Eval → System design:
- If most failures are in one stage (e.g., ingest) → invest there instead of blindly swapping models.
Instead of arguing “prompt vs RAG vs eval”, you’re debugging a single pipeline.
4. The Full-System Overview Diagram
The diagram that helped things “click” visually looks like this (simplified):
- User / upstream task
↓
- Prompt Pack selection: choose task template, insert user input & constraints
↓
- RAG query construction: build retrieval query from prompt + task
↓
- RAG pipeline: Ingest → Index → Retrieve
↓
- Model call: Prompt + retrieved context
↓
- Eval loops: offline test sets, online signals
↓
- Feedback: update Prompt Packs; adjust RAG configs; refine eval datasets & metrics
Once we had this on one page, a few things became obvious:
- We could map where issues showed up vs where they actually originated
- We could propose changes to the pipeline without playing blame ping-pong
- We could prioritize work that moved the full system, not a single component
5. How to apply this to your own stack
If you want to try this on your own system:
- Write down your Prompt Packs
- What prompt templates do you actually use?
- Where are they stored?
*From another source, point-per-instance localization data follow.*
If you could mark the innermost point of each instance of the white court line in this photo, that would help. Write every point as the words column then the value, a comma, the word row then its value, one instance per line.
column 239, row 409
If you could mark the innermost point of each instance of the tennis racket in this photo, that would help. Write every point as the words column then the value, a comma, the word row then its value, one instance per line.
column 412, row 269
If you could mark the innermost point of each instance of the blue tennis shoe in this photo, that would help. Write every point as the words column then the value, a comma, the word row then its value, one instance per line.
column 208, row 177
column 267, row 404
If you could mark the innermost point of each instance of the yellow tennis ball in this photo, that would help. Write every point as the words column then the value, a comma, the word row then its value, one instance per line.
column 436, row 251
Who updates them?
- Draw your RAG pipeline as 3 stages
- Ingest sources, indexing strategy, retrieval logic
- Note any places where “someone just changes a config”
- List your eval loops
- Offline datasets, run cadence, metrics
- Online signals you already have (thumbs up/down, completion, etc.)
- Put it all on one diagram
- Connect arrows, mark where feedback really flows
You’ll likely discover that some of your “prompt issues” are actually RAG issues, and some “RAG issues” are actually gaps in how you evaluate.